The cost of this cannot be over-emphasised. The council taxes from the best part of 250 households are being spent on the "support" of one single Roma family. This is money desperately needed for other functions paid by a council that claims to be (and undoubtedly is) short of money.

Taken as a whole, "kiddie snatching" has become a multi-billion-pound "industry" and a huge burden on the public purse. When the tentacles extend to an immigrant community which we would rather were not here in the first place – at enormous cost to the taxpayer – this surely has to be a major issue.

Therefore, looking at the thrust of the story, as released by Farage, it is not untoward to say that he was pointing us in the wrong direction. And one wonders what is really going on here when the UKIP-supporting foster couple are now refusing to comment on the issue, at the behest – we are told – of the freedom-loving UKIP.

As we reported at the time of the by-election, Roma immigration was the real story in Rotherham, one which Farage and now the Mail is skirting round. A secondary by nevertheless important issue is the way the public sector is turning immigration into a job creation opportunity, and thirdly, we have the scandal of "kiddie snatching". 

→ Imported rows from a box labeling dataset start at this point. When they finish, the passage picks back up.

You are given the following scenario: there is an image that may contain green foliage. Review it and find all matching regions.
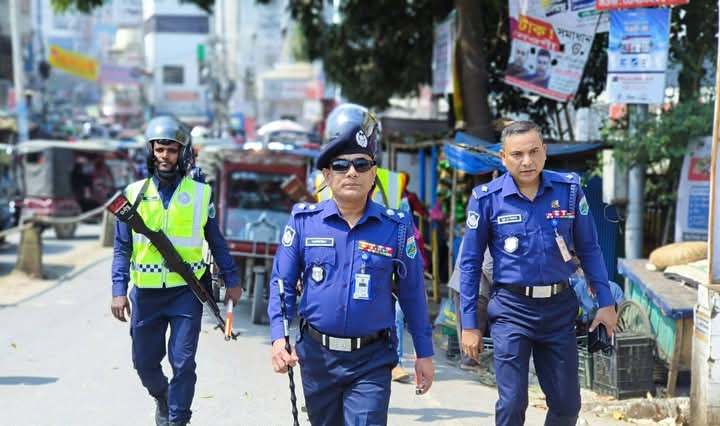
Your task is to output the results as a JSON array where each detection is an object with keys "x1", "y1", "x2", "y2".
[
  {"x1": 51, "y1": 0, "x2": 215, "y2": 13},
  {"x1": 290, "y1": 0, "x2": 607, "y2": 133},
  {"x1": 603, "y1": 101, "x2": 713, "y2": 206}
]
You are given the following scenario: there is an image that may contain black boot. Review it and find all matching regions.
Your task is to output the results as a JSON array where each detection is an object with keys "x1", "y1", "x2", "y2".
[{"x1": 154, "y1": 392, "x2": 170, "y2": 426}]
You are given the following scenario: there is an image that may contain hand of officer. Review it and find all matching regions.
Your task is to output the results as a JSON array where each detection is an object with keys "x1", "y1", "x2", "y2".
[
  {"x1": 224, "y1": 285, "x2": 242, "y2": 305},
  {"x1": 110, "y1": 296, "x2": 130, "y2": 322},
  {"x1": 462, "y1": 328, "x2": 482, "y2": 361},
  {"x1": 590, "y1": 305, "x2": 617, "y2": 336},
  {"x1": 272, "y1": 337, "x2": 298, "y2": 373},
  {"x1": 415, "y1": 357, "x2": 435, "y2": 395}
]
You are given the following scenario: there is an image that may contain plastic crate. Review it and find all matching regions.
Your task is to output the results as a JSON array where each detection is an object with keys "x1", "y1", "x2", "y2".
[
  {"x1": 577, "y1": 334, "x2": 593, "y2": 389},
  {"x1": 593, "y1": 334, "x2": 655, "y2": 399}
]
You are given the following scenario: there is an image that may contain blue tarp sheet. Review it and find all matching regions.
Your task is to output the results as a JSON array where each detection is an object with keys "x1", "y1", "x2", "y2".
[{"x1": 444, "y1": 132, "x2": 602, "y2": 174}]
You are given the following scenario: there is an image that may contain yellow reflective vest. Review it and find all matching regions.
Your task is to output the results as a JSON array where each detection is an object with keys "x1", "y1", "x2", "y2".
[
  {"x1": 125, "y1": 177, "x2": 210, "y2": 288},
  {"x1": 315, "y1": 167, "x2": 407, "y2": 209}
]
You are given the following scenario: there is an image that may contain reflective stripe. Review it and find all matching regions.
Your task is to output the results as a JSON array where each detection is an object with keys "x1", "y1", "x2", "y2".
[
  {"x1": 132, "y1": 185, "x2": 204, "y2": 247},
  {"x1": 130, "y1": 262, "x2": 207, "y2": 274}
]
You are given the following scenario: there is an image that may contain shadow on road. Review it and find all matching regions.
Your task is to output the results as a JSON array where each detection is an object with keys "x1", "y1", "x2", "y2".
[
  {"x1": 0, "y1": 376, "x2": 58, "y2": 386},
  {"x1": 389, "y1": 407, "x2": 492, "y2": 423}
]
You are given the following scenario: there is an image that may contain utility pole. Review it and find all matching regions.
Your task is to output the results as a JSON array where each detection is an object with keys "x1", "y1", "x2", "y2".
[
  {"x1": 690, "y1": 3, "x2": 720, "y2": 425},
  {"x1": 10, "y1": 0, "x2": 28, "y2": 142},
  {"x1": 625, "y1": 104, "x2": 648, "y2": 259}
]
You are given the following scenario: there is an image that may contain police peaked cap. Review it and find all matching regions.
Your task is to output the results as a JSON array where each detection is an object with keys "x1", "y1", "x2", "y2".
[{"x1": 316, "y1": 104, "x2": 381, "y2": 169}]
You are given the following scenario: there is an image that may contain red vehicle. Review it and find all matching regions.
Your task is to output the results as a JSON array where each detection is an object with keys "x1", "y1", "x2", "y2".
[
  {"x1": 198, "y1": 144, "x2": 316, "y2": 324},
  {"x1": 15, "y1": 140, "x2": 134, "y2": 239}
]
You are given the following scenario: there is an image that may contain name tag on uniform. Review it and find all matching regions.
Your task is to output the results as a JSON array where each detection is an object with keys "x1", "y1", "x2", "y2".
[
  {"x1": 305, "y1": 238, "x2": 335, "y2": 247},
  {"x1": 498, "y1": 214, "x2": 522, "y2": 225},
  {"x1": 353, "y1": 274, "x2": 370, "y2": 300}
]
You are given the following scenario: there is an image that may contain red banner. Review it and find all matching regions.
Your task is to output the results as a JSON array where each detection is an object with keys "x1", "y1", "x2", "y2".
[{"x1": 595, "y1": 0, "x2": 690, "y2": 10}]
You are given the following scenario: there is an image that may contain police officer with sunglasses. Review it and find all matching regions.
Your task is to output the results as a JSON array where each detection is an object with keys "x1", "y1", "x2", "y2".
[{"x1": 268, "y1": 104, "x2": 434, "y2": 425}]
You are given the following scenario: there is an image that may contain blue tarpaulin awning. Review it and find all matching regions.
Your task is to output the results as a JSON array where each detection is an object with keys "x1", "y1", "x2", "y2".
[{"x1": 444, "y1": 132, "x2": 602, "y2": 174}]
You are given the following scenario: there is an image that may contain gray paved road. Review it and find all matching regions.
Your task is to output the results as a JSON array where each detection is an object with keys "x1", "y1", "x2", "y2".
[{"x1": 0, "y1": 258, "x2": 610, "y2": 426}]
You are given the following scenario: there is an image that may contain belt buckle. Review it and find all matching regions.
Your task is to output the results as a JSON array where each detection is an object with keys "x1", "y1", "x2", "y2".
[
  {"x1": 328, "y1": 336, "x2": 352, "y2": 352},
  {"x1": 533, "y1": 285, "x2": 552, "y2": 298}
]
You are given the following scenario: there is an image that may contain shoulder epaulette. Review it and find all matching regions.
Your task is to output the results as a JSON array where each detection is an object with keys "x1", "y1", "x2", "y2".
[
  {"x1": 543, "y1": 170, "x2": 580, "y2": 185},
  {"x1": 473, "y1": 178, "x2": 502, "y2": 200},
  {"x1": 292, "y1": 203, "x2": 322, "y2": 216}
]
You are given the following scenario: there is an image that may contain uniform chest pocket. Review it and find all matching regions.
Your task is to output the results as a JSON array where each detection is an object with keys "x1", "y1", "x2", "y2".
[
  {"x1": 492, "y1": 222, "x2": 530, "y2": 256},
  {"x1": 304, "y1": 247, "x2": 336, "y2": 284}
]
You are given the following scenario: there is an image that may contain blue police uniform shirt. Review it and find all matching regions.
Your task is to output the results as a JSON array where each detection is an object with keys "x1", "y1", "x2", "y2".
[
  {"x1": 460, "y1": 170, "x2": 613, "y2": 328},
  {"x1": 112, "y1": 177, "x2": 240, "y2": 297},
  {"x1": 268, "y1": 200, "x2": 433, "y2": 358}
]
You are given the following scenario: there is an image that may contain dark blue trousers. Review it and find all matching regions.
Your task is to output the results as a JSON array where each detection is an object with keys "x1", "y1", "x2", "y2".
[
  {"x1": 296, "y1": 333, "x2": 398, "y2": 426},
  {"x1": 130, "y1": 286, "x2": 202, "y2": 421},
  {"x1": 488, "y1": 287, "x2": 580, "y2": 426}
]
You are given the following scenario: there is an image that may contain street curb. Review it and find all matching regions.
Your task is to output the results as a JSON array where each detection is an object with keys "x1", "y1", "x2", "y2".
[{"x1": 0, "y1": 255, "x2": 112, "y2": 309}]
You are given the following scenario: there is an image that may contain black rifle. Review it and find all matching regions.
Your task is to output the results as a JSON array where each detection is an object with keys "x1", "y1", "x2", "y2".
[{"x1": 107, "y1": 191, "x2": 237, "y2": 340}]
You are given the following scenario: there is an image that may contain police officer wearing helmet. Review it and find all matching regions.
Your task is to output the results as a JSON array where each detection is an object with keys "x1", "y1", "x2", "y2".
[
  {"x1": 111, "y1": 116, "x2": 242, "y2": 425},
  {"x1": 460, "y1": 121, "x2": 617, "y2": 426},
  {"x1": 268, "y1": 104, "x2": 434, "y2": 425}
]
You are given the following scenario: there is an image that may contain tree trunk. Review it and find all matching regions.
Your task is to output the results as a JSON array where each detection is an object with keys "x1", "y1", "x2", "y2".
[{"x1": 455, "y1": 0, "x2": 494, "y2": 141}]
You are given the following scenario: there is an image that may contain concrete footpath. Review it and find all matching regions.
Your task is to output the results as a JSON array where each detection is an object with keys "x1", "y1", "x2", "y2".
[{"x1": 0, "y1": 225, "x2": 622, "y2": 426}]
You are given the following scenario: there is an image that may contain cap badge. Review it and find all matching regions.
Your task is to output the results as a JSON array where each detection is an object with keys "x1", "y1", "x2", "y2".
[{"x1": 355, "y1": 130, "x2": 367, "y2": 148}]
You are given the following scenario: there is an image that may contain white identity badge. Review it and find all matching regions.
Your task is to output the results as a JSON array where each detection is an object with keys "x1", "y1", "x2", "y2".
[
  {"x1": 311, "y1": 265, "x2": 325, "y2": 283},
  {"x1": 505, "y1": 237, "x2": 520, "y2": 253},
  {"x1": 555, "y1": 232, "x2": 572, "y2": 262},
  {"x1": 353, "y1": 274, "x2": 370, "y2": 300}
]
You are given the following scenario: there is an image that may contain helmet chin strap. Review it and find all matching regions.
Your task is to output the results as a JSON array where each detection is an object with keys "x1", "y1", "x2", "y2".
[{"x1": 155, "y1": 166, "x2": 180, "y2": 183}]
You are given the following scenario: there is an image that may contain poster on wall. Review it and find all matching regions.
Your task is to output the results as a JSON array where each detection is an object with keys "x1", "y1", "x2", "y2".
[
  {"x1": 675, "y1": 137, "x2": 712, "y2": 242},
  {"x1": 606, "y1": 9, "x2": 670, "y2": 104},
  {"x1": 596, "y1": 0, "x2": 690, "y2": 10},
  {"x1": 505, "y1": 0, "x2": 601, "y2": 102},
  {"x1": 432, "y1": 12, "x2": 456, "y2": 95}
]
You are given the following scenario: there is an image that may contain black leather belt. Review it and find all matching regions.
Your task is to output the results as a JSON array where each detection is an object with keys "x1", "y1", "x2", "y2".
[
  {"x1": 497, "y1": 282, "x2": 570, "y2": 299},
  {"x1": 303, "y1": 322, "x2": 388, "y2": 352}
]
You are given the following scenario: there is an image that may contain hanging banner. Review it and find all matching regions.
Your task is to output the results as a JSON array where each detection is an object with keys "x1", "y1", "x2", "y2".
[
  {"x1": 432, "y1": 11, "x2": 456, "y2": 95},
  {"x1": 606, "y1": 9, "x2": 670, "y2": 104},
  {"x1": 675, "y1": 137, "x2": 712, "y2": 242},
  {"x1": 595, "y1": 0, "x2": 690, "y2": 10},
  {"x1": 48, "y1": 45, "x2": 99, "y2": 81},
  {"x1": 505, "y1": 0, "x2": 601, "y2": 102}
]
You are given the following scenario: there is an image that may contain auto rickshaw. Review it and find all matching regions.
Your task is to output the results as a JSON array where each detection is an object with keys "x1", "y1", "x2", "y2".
[
  {"x1": 198, "y1": 142, "x2": 317, "y2": 324},
  {"x1": 15, "y1": 140, "x2": 135, "y2": 239}
]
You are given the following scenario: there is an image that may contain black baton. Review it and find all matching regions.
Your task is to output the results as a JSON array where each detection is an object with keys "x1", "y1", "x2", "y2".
[{"x1": 278, "y1": 280, "x2": 300, "y2": 426}]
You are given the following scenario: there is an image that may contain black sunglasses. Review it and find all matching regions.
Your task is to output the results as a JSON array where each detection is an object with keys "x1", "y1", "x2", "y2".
[{"x1": 330, "y1": 158, "x2": 376, "y2": 173}]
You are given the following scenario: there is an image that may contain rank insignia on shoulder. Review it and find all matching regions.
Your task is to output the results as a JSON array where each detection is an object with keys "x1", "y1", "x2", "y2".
[
  {"x1": 358, "y1": 241, "x2": 393, "y2": 257},
  {"x1": 282, "y1": 225, "x2": 295, "y2": 247},
  {"x1": 405, "y1": 236, "x2": 417, "y2": 259}
]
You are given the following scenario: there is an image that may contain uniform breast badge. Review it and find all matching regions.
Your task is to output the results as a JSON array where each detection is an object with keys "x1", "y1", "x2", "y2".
[{"x1": 505, "y1": 237, "x2": 520, "y2": 253}]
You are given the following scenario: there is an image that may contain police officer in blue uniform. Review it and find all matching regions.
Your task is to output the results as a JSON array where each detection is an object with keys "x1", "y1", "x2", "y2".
[
  {"x1": 460, "y1": 121, "x2": 617, "y2": 426},
  {"x1": 268, "y1": 104, "x2": 434, "y2": 426},
  {"x1": 111, "y1": 116, "x2": 242, "y2": 426}
]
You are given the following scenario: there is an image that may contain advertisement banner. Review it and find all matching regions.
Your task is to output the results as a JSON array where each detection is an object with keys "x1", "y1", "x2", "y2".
[
  {"x1": 595, "y1": 0, "x2": 690, "y2": 10},
  {"x1": 505, "y1": 0, "x2": 601, "y2": 102},
  {"x1": 675, "y1": 137, "x2": 712, "y2": 242},
  {"x1": 432, "y1": 12, "x2": 456, "y2": 95},
  {"x1": 606, "y1": 9, "x2": 670, "y2": 104},
  {"x1": 49, "y1": 45, "x2": 99, "y2": 81}
]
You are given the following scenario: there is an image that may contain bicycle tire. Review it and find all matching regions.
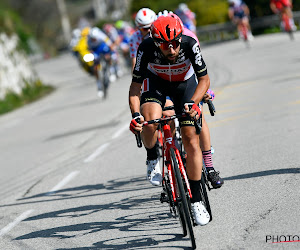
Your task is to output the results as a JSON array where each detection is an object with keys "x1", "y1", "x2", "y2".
[
  {"x1": 200, "y1": 170, "x2": 212, "y2": 221},
  {"x1": 170, "y1": 148, "x2": 196, "y2": 249}
]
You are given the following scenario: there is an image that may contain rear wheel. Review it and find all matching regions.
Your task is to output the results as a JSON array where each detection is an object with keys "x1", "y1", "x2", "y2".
[
  {"x1": 170, "y1": 148, "x2": 196, "y2": 249},
  {"x1": 200, "y1": 171, "x2": 212, "y2": 221}
]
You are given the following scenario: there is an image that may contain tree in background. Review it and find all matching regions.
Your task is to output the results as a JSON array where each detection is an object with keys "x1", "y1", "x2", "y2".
[{"x1": 130, "y1": 0, "x2": 228, "y2": 25}]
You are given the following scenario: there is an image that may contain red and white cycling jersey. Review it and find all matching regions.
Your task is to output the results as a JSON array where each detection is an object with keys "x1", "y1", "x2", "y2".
[
  {"x1": 132, "y1": 31, "x2": 207, "y2": 83},
  {"x1": 270, "y1": 0, "x2": 292, "y2": 10}
]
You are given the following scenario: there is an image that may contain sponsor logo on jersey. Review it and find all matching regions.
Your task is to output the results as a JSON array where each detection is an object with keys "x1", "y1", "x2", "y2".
[
  {"x1": 193, "y1": 43, "x2": 202, "y2": 66},
  {"x1": 154, "y1": 58, "x2": 161, "y2": 64},
  {"x1": 135, "y1": 51, "x2": 144, "y2": 71},
  {"x1": 145, "y1": 97, "x2": 162, "y2": 105},
  {"x1": 150, "y1": 62, "x2": 191, "y2": 75},
  {"x1": 180, "y1": 120, "x2": 195, "y2": 126},
  {"x1": 132, "y1": 74, "x2": 141, "y2": 78}
]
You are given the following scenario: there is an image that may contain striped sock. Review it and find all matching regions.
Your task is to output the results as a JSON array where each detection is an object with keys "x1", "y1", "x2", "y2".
[{"x1": 202, "y1": 150, "x2": 214, "y2": 172}]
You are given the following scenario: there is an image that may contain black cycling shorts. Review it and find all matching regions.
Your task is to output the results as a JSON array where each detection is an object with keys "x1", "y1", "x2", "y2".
[{"x1": 141, "y1": 73, "x2": 198, "y2": 126}]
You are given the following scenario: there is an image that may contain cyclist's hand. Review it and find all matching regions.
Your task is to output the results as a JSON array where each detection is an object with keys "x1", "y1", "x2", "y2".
[
  {"x1": 184, "y1": 100, "x2": 201, "y2": 120},
  {"x1": 129, "y1": 112, "x2": 144, "y2": 134},
  {"x1": 203, "y1": 89, "x2": 215, "y2": 103}
]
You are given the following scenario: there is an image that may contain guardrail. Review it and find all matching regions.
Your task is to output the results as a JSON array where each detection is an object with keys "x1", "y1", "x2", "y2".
[{"x1": 197, "y1": 11, "x2": 300, "y2": 43}]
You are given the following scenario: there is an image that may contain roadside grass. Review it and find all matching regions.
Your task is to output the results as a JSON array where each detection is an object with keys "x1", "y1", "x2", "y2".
[{"x1": 0, "y1": 80, "x2": 55, "y2": 115}]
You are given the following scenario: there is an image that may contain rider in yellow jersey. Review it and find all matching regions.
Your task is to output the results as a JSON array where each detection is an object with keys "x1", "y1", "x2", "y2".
[{"x1": 72, "y1": 27, "x2": 94, "y2": 75}]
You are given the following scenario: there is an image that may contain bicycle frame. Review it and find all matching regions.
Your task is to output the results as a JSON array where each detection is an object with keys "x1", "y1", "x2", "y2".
[{"x1": 162, "y1": 120, "x2": 192, "y2": 202}]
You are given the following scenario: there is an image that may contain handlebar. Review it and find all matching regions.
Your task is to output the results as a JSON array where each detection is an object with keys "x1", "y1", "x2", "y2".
[
  {"x1": 135, "y1": 100, "x2": 216, "y2": 148},
  {"x1": 135, "y1": 112, "x2": 201, "y2": 148}
]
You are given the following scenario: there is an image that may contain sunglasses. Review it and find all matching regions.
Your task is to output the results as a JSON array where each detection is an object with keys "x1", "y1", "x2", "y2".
[
  {"x1": 159, "y1": 40, "x2": 180, "y2": 50},
  {"x1": 140, "y1": 27, "x2": 151, "y2": 32}
]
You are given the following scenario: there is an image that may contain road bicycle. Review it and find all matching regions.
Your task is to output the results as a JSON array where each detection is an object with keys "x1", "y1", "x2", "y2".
[{"x1": 136, "y1": 106, "x2": 212, "y2": 249}]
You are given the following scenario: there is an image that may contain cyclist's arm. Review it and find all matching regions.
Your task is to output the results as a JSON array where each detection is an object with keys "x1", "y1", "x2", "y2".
[
  {"x1": 243, "y1": 4, "x2": 250, "y2": 17},
  {"x1": 191, "y1": 74, "x2": 210, "y2": 104},
  {"x1": 270, "y1": 2, "x2": 278, "y2": 14},
  {"x1": 129, "y1": 82, "x2": 142, "y2": 114},
  {"x1": 228, "y1": 8, "x2": 234, "y2": 21}
]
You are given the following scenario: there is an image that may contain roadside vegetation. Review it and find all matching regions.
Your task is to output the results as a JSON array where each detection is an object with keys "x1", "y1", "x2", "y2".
[
  {"x1": 0, "y1": 80, "x2": 54, "y2": 115},
  {"x1": 0, "y1": 2, "x2": 54, "y2": 115}
]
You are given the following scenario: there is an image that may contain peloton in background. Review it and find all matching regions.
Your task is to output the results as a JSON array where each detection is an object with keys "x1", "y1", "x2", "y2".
[
  {"x1": 270, "y1": 0, "x2": 297, "y2": 31},
  {"x1": 228, "y1": 0, "x2": 254, "y2": 41}
]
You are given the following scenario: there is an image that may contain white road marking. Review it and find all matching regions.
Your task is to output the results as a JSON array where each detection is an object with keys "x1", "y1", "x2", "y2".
[
  {"x1": 46, "y1": 171, "x2": 79, "y2": 195},
  {"x1": 0, "y1": 209, "x2": 34, "y2": 237},
  {"x1": 83, "y1": 143, "x2": 109, "y2": 163},
  {"x1": 112, "y1": 123, "x2": 129, "y2": 139}
]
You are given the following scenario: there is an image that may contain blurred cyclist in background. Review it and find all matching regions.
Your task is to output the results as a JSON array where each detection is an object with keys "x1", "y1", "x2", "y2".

When public funds are so tight, this is costing a whole bundle more, the bill for fostering alone reaching £3 billion a year - the same as the entire annual budget for the Metropolitan Police, the largest police force in the country. 

Even now, these issues are not getting the attention they deserve, and the reporting gets harder when the family courts are tightening their grip on the flow of information, while MPs and ministers are failing to get a grip of the situation.

From time to time, I am given to asking why it is that we do not rise up and slaughter "them", those of our public officials and politicians who are so profligate with our money – and would have us imprisoned if we refuse to give it to them. As time passes, I would really would like that question addressed.

The dangerous thing is that there appears to be no plausible answer.